İslam’ın ölçüsü apaçıktır. Mademki sen mazlumsun, ruhsat senin için caizdir. Fakat azimet yolunu seçersen sen kahramansın, sen cesursun, yüreklisin, yücesin. Sen dünya ve ahiret hayrını kazanan kişisin. Sen bu ümmetin gelecek nesillerinin medresesi oldun. Ama münafık, bu azimet yolunu seçen insanları sırtından bıçaklıyor. Hayır diyor bu kendini tehlikeye atmaktır, Ver onlara malını da ırzını da ver ki rahat edesin. Bu, nifakın prensibidir. Diyor ki münafık; sen mal ile canı birbiriyle mi karşılaştırıyorsun? Can, maldan tabi ki daha üstündür. Bu, nifakın mantığıdır.Böyle anlıyor münafık. Dini anlamada sorun yaşıyor. Kalbinde hastalık var. Ve diyor ki bu çok büyük bir sorun canları korumak için malın verilmesi gerekir diyor. Peki ırz? Ver ırzını da!
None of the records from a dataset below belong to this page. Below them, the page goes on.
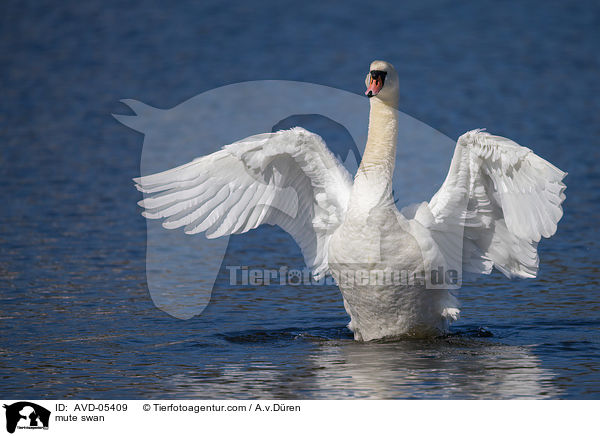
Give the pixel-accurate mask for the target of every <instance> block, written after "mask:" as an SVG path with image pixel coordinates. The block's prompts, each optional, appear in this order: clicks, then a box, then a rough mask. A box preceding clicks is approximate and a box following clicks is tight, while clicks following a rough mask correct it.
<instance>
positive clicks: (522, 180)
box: [424, 130, 567, 278]
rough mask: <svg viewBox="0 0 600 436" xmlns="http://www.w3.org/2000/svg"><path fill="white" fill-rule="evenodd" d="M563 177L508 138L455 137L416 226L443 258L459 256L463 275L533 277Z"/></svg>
mask: <svg viewBox="0 0 600 436" xmlns="http://www.w3.org/2000/svg"><path fill="white" fill-rule="evenodd" d="M566 174H567V173H565V172H563V171H561V170H559V169H558V168H556V167H555V166H554V165H552V164H551V163H549V162H547V161H545V160H544V159H542V158H541V157H539V156H537V155H536V154H534V153H533V152H532V151H531V150H530V149H528V148H526V147H522V146H520V145H519V144H517V143H515V142H513V141H511V140H510V139H507V138H503V137H501V136H494V135H490V134H489V133H486V132H483V131H481V130H473V131H470V132H467V133H465V134H464V135H462V136H461V137H460V138H459V140H458V143H457V145H456V149H455V152H454V157H453V158H452V163H451V165H450V170H449V172H448V176H447V177H446V180H445V181H444V184H443V185H442V187H441V188H440V190H439V191H438V192H437V193H436V194H435V195H434V196H433V198H432V199H431V201H430V202H429V205H428V208H429V211H430V212H431V215H432V216H430V217H429V218H430V219H429V220H424V221H429V223H428V225H427V226H428V227H429V228H430V230H431V233H432V236H433V238H434V240H435V241H436V243H437V244H438V246H439V247H440V250H441V251H442V254H443V256H444V257H445V258H446V259H450V258H452V257H453V256H454V257H456V256H457V255H460V254H461V252H462V268H463V271H466V272H472V273H480V274H481V273H483V274H489V273H490V272H491V270H492V267H496V268H497V269H498V270H500V271H501V272H502V273H504V274H505V275H506V276H507V277H524V278H525V277H535V276H536V274H537V269H538V263H539V258H538V253H537V243H538V242H539V240H540V238H541V237H542V236H543V237H545V238H548V237H550V236H552V235H553V234H554V233H555V232H556V225H557V223H558V221H559V220H560V219H561V217H562V214H563V212H562V206H561V203H562V202H563V201H564V199H565V194H564V193H563V191H564V190H565V188H566V186H565V185H564V184H563V183H562V179H563V178H564V177H565V176H566ZM431 218H432V219H431ZM457 235H459V238H460V242H462V250H460V249H459V250H456V244H452V240H454V241H456V240H457V238H456V236H457ZM449 263H453V262H449Z"/></svg>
Habib (S.A.V.) eğer ona malını verme dediyse peki evimi, ailemi, toprağımı, vatanımı, mukaddesatımı almak isteyene nasıl davranacağım? Bunların hepsini verecek miyim? Malını verme diyen haşa mukaddesatını ver mi diyecek? Vatanını ver mi diyecek? Evini aileni ver mi diyecek?
Bu, Kur’an’ın prensibidir. Ve öbürü de nifakın prensibi. Her zaman ve her yerde.
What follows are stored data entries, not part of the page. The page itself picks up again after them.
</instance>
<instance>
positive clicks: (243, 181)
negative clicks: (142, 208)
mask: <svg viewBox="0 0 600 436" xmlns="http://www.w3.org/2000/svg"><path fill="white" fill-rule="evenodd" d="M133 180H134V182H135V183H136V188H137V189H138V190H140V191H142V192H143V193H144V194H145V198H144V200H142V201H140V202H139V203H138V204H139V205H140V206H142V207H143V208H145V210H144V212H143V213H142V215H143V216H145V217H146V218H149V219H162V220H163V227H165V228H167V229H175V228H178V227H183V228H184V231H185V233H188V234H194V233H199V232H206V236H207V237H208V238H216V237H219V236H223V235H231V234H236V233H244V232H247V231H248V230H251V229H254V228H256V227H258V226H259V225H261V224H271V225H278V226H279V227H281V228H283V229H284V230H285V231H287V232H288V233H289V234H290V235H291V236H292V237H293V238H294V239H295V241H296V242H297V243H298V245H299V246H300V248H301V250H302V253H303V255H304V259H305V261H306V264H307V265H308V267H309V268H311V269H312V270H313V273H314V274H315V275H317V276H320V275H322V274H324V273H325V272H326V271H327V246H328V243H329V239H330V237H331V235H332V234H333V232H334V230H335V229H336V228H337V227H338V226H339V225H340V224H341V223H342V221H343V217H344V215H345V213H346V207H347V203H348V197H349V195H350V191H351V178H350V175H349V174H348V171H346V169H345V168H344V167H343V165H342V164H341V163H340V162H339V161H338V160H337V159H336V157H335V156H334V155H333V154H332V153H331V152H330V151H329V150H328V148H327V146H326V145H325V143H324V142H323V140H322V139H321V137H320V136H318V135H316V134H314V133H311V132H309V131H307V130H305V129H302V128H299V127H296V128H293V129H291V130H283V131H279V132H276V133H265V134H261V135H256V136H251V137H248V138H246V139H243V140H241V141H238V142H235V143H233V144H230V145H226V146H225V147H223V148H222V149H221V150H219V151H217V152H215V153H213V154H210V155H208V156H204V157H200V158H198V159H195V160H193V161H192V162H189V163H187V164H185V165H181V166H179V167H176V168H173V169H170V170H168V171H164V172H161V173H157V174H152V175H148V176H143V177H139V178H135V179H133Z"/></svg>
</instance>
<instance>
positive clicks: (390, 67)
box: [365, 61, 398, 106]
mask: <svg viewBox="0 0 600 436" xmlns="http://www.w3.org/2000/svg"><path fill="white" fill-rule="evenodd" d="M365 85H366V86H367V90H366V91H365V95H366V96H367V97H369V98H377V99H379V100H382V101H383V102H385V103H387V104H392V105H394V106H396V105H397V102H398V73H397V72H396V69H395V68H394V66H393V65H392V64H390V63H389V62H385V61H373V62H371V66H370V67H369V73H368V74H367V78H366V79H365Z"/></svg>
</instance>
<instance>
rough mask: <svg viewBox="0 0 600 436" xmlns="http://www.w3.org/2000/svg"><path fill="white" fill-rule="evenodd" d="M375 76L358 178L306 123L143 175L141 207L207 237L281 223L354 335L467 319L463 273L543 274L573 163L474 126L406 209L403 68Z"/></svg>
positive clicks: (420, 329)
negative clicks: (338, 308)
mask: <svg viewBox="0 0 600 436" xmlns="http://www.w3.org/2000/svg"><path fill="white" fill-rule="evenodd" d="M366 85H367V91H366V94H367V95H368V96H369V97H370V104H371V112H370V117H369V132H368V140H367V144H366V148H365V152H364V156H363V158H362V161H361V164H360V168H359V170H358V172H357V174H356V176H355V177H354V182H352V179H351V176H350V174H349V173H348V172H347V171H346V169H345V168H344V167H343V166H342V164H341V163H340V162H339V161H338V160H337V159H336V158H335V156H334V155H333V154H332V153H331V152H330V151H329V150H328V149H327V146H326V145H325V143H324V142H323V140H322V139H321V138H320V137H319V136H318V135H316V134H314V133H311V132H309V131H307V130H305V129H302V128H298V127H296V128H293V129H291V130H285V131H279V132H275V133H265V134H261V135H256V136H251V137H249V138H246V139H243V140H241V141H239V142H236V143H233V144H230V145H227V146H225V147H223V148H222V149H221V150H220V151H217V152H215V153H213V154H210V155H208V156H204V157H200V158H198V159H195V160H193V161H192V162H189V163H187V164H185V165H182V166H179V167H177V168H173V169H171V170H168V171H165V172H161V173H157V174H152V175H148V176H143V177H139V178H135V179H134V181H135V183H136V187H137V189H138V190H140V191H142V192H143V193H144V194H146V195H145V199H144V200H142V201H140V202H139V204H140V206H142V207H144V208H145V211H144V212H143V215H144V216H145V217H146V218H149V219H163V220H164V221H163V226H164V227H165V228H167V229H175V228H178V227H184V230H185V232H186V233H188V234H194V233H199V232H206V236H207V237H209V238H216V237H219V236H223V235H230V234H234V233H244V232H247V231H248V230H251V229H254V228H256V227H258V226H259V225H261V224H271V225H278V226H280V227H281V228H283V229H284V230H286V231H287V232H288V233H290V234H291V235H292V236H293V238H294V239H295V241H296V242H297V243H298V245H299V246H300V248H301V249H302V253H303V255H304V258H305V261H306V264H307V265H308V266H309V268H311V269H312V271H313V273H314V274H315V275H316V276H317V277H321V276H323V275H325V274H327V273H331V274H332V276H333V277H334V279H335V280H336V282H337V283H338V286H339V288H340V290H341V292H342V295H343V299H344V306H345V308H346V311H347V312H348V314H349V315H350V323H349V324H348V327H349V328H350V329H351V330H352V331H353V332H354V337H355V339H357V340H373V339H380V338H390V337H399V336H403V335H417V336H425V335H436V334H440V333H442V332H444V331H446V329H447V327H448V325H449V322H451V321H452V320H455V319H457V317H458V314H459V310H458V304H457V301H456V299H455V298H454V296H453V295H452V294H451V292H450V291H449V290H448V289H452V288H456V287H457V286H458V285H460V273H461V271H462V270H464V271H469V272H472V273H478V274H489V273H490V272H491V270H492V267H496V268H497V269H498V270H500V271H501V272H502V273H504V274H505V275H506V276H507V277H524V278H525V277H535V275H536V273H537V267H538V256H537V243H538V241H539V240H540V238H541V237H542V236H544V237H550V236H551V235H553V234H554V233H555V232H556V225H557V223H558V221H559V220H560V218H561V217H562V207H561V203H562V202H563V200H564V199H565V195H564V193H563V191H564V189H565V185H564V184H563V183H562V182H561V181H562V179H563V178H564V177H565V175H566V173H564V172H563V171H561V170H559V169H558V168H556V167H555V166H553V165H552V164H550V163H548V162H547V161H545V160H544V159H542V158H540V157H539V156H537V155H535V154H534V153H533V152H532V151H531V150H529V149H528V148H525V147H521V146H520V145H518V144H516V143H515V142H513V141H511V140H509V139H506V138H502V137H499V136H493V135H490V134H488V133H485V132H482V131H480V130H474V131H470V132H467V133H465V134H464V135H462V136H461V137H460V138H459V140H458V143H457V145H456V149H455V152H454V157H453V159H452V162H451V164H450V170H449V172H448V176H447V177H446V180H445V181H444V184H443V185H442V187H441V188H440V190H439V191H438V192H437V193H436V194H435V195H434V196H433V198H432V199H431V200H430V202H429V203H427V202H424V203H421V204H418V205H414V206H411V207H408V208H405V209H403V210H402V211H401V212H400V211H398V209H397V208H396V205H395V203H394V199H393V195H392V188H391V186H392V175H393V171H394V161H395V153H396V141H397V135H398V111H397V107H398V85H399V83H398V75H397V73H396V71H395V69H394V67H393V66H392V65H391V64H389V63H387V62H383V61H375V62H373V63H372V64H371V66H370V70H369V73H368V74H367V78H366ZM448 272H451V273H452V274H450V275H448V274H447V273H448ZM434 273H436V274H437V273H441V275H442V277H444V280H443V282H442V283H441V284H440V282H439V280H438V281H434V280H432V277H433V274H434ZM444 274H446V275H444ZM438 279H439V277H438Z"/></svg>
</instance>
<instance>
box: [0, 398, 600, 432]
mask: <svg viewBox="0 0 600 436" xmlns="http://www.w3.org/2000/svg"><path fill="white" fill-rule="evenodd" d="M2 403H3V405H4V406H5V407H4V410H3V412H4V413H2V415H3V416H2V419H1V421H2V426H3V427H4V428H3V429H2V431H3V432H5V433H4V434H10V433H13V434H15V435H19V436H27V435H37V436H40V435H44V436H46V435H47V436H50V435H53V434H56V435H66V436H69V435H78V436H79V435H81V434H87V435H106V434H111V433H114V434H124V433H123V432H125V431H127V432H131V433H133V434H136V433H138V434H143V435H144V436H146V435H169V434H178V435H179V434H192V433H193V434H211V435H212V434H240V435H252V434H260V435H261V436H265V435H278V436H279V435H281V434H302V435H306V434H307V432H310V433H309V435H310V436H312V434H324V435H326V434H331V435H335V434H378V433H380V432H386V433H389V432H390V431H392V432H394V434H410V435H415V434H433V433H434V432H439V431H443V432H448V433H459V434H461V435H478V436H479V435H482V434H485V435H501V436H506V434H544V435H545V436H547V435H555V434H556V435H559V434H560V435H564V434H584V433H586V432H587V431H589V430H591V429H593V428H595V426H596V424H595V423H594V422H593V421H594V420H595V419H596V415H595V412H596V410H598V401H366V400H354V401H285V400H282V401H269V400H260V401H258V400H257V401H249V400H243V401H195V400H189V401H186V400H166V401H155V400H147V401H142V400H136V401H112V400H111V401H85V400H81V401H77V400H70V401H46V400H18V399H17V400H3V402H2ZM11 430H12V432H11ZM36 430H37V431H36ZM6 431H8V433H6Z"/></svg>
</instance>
Yüz otuz günden fazladır, kahramanlarla doğrudan savaşmaktan aciz olduğu için, korkaklara, rezillere, adilere özgü bir yöntemle çocuk ve sivilleri vahşice bombalayan, füze fırlatanlar, yüz otuz gündür sabırlı, mü’min Gazze’yi hâlâ ele geçiremediler.
Acaba saygınlığımızı biraz kazansak, sınırları açsak, ben bunu Hz. Habib’in (S.A.V) zamanında olduğu gibi kahramanların yaptığı gibi yapalım demiyorum, savaşa, şerefli kahramanların katıldığı savaşa katılalım demiyorum, hayır hayır, onun dönemindeki kadınların yaptığını yapalım diyorum, sadece bu. Ve sınırlar açılsa ve onlara gıda, mal ve silah ulaştırsak, tıpkı Hz. Peygamber’in (S.A.V.) döneminde kadınların yaptığı gibi yapsak vallahi de hezimete uğrayacaklar.
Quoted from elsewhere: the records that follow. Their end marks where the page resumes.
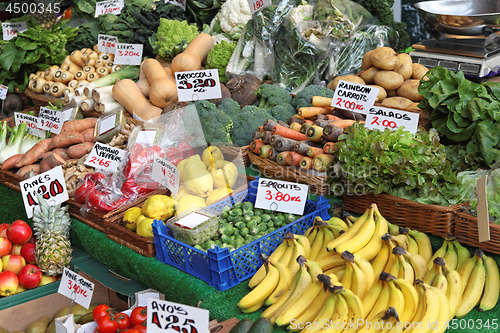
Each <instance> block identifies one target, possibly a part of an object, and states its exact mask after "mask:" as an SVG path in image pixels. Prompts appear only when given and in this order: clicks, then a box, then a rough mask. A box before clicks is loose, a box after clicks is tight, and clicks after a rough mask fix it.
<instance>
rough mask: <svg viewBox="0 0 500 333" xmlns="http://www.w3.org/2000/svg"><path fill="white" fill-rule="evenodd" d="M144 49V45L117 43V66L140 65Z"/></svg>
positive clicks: (116, 64) (116, 60) (116, 43)
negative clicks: (142, 54) (143, 50)
mask: <svg viewBox="0 0 500 333" xmlns="http://www.w3.org/2000/svg"><path fill="white" fill-rule="evenodd" d="M143 48H144V46H143V45H142V44H122V43H116V50H115V59H114V63H115V65H140V64H141V60H142V50H143Z"/></svg>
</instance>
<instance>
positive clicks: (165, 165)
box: [151, 157, 181, 196]
mask: <svg viewBox="0 0 500 333" xmlns="http://www.w3.org/2000/svg"><path fill="white" fill-rule="evenodd" d="M151 172H152V173H151V178H153V180H154V181H156V182H158V183H160V184H162V185H165V186H166V187H167V188H168V189H169V190H170V191H171V192H172V193H173V194H174V196H177V193H178V192H179V180H180V176H181V175H180V172H179V169H177V167H176V166H175V165H173V164H172V163H170V162H169V161H167V160H166V159H163V158H161V157H155V159H154V161H153V169H152V171H151Z"/></svg>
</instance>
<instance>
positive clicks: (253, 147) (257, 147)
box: [250, 139, 264, 154]
mask: <svg viewBox="0 0 500 333" xmlns="http://www.w3.org/2000/svg"><path fill="white" fill-rule="evenodd" d="M263 145H264V142H263V141H262V140H261V139H258V140H253V141H252V143H251V144H250V149H251V150H252V152H253V153H254V154H258V153H259V150H260V147H262V146H263Z"/></svg>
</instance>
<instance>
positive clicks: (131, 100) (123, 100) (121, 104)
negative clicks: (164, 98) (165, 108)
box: [112, 79, 162, 121]
mask: <svg viewBox="0 0 500 333" xmlns="http://www.w3.org/2000/svg"><path fill="white" fill-rule="evenodd" d="M112 92H113V98H114V99H115V100H116V101H117V102H118V103H120V104H121V105H122V106H123V107H124V108H125V109H127V110H128V111H129V112H130V113H131V114H132V115H134V114H135V115H136V116H138V117H139V118H141V119H142V120H144V121H148V120H150V119H153V118H155V117H158V116H159V115H160V114H161V112H162V109H160V108H157V107H156V106H154V105H152V104H151V103H149V101H148V100H147V99H146V97H144V95H143V94H142V93H141V92H140V91H139V88H137V86H136V84H135V83H134V81H132V80H130V79H123V80H120V81H118V82H117V83H116V84H115V85H114V86H113V91H112Z"/></svg>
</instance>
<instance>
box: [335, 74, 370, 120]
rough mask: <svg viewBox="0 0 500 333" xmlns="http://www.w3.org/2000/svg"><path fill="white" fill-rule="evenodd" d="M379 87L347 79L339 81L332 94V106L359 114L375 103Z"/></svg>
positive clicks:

Zalim işgalciler bizim zayıflığımızdan dolayı kazanmıyorlar, aksine korkaklığımızdan dolayı kazanıyorlar. Zorba, zalim işgalci bize karşı aczimizden dolayı kazanmıyor. Aksine bizim gevşekliğimizden dolayı kazanıyor. Biz aciz değiliz. Ama biz korkağız. Bu ezici korku duvarının yıkılması gerekir.
Saygınlığımızı azıcık kazanmaya başlasak, çünkü biz zayıf değiliz. Aciz değiliz. Bu ümmetin aslanları var, bu ümmetin hayvani, zirai, madeni servetleri var, su ve gıda kaynakları var, çok sayıda güç, izzet, onur vesileleri var. Fakat Amr ibnu Ma’d’ın kılıcı korkak bir zavallının elinde şimdi. Şeybub (ok ustası) Antere’nin kılıcına ne yapsın kalbi Şeybub’un kalbi olup Antere’nin kalbi olmadıktan sonra. Öyleyse korku duvarının yıkılması lazım. Çünkü bu zalim, müstebid, insanlıktan uzak düşman Gazze ile yetinmeyecek. Hepimizi köleleştirmek istiyor.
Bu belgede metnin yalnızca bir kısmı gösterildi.